Pemkab Malra tetap berpendapat bahwa sebagian aset yang belum mereka serahkan itu untuk sementara karena belum ada lahan untuk membangun rumah dinas jabatan.
Kemudian rumah jabatan itu bukan suatu kewajiban untuk diserahkan, karena dalam pasal 13 ayat (7) point A UU itu menjelaskan kalau yang diserahkan aset di Kota Tual itu hanya sebagian.
"Karena masing-masing pihak mempertahankan pendapatnya maka sampai hari ini masalah aset masih menjadi persoalan," kata Benhur.
Jadi masalah ini sebenarnya sudah cukup lama yakni 14 tahun setelah pemekaran Kota Tual sebagai daerah otonom baru. Namun, mereka selalu berpendapat bahwa hukum adalah panglima untuk menyelesaikan proses ini.
"DPRD berpikir di atas hukum masih ada etika sehingga persoalan ini bisa dibicarakan secara baik dan menggunakan pendekatan kekeluargaan, sebab masyarakat pada dua daerah ini sebenarnya adalah orang Kei yang hanya berbeda daerah administratif," tandas Benhur.
Selain satu bahasa, masyarakat dua wilayah itu juga memiliki hubungan kekeluargaan dan kekerabatan. Jadi mestinya falsafah hukum adat leluhur 'Larvul Ngabal' dan pedoman hidup 'Ain ni ain' menjadi landasan bagi pemerintah daerah setempat untuk menyelesaikan masalah ini.
"Kita tindaklanjuti hasil pengawasan yang ditemukan Komsi I, dan permintaan Bupati Malra adalah mereka menempati rumah dinas jabatan karena saat ini belum ada rumah dinas baik untuk Bupati maupun Wakil Bupati," kata Benhur.

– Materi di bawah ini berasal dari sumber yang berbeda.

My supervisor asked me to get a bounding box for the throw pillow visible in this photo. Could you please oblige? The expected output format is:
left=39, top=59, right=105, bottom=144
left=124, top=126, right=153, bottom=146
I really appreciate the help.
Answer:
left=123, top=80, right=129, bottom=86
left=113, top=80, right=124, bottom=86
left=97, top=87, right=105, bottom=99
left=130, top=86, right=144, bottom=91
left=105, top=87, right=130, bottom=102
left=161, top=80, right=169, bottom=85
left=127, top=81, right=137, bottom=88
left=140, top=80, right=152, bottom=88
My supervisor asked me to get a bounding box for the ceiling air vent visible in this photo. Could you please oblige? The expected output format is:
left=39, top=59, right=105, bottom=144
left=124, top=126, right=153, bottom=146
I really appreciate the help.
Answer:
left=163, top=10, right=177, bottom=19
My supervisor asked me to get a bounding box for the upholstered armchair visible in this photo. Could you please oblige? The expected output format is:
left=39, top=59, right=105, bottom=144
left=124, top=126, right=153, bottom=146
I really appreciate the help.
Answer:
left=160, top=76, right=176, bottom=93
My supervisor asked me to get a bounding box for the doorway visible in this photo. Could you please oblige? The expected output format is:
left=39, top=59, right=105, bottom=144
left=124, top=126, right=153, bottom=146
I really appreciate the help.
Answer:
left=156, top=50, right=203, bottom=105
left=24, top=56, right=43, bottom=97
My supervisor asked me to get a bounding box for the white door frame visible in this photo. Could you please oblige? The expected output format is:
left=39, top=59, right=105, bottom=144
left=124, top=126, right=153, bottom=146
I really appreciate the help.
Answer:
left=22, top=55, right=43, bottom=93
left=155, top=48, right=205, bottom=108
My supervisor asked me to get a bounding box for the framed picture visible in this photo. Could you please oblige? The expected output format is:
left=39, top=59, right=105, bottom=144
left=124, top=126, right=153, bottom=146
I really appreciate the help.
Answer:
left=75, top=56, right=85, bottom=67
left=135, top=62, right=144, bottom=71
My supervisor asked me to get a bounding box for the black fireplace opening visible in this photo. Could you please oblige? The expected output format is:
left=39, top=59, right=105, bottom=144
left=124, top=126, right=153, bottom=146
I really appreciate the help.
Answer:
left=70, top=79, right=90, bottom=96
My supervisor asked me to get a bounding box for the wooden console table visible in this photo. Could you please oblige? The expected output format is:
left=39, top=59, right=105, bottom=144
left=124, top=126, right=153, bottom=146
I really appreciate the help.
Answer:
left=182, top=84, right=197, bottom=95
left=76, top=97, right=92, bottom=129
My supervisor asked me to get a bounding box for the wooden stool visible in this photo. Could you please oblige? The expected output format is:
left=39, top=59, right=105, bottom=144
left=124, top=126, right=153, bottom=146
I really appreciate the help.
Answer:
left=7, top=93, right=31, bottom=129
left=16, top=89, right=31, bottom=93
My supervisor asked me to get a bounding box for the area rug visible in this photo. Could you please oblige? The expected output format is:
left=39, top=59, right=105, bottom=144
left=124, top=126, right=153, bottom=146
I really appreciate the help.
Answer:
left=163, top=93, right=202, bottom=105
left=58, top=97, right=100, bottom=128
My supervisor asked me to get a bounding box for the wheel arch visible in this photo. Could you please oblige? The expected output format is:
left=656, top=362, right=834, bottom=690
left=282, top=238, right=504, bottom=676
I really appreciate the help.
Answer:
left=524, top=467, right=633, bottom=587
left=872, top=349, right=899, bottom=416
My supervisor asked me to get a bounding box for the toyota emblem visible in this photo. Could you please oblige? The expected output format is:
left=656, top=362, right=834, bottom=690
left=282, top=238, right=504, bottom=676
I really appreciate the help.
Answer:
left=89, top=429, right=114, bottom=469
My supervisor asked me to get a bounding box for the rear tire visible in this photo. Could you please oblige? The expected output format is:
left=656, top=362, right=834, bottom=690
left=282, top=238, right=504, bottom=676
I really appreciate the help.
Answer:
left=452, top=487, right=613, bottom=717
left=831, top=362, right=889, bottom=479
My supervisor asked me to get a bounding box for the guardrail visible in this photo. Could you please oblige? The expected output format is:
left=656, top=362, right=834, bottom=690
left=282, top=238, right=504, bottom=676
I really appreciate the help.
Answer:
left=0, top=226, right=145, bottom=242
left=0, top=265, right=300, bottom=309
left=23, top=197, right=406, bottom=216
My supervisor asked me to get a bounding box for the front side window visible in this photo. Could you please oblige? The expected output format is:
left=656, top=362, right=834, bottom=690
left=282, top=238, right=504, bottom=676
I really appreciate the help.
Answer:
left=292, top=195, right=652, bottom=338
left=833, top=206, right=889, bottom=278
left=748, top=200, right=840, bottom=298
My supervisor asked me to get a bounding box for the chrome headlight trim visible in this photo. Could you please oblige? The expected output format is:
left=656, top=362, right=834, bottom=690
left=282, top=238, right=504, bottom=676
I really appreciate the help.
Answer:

Salah satu solusinya adalah tidak bisa lagi masuk ke ranah hukum dan dibicarakan secara baik-baik.
Apalagi, Bupati Malra sudah mempunyai itikad baik mencari lahan dan tinggal dilakukan sharing dana sehingga nantinya tanggungjawab Pemeritah Provinsi (Pemprov) Maluku juga ada sesuai pasal 13 ayat (8) UU nomor 31 tahun 2007.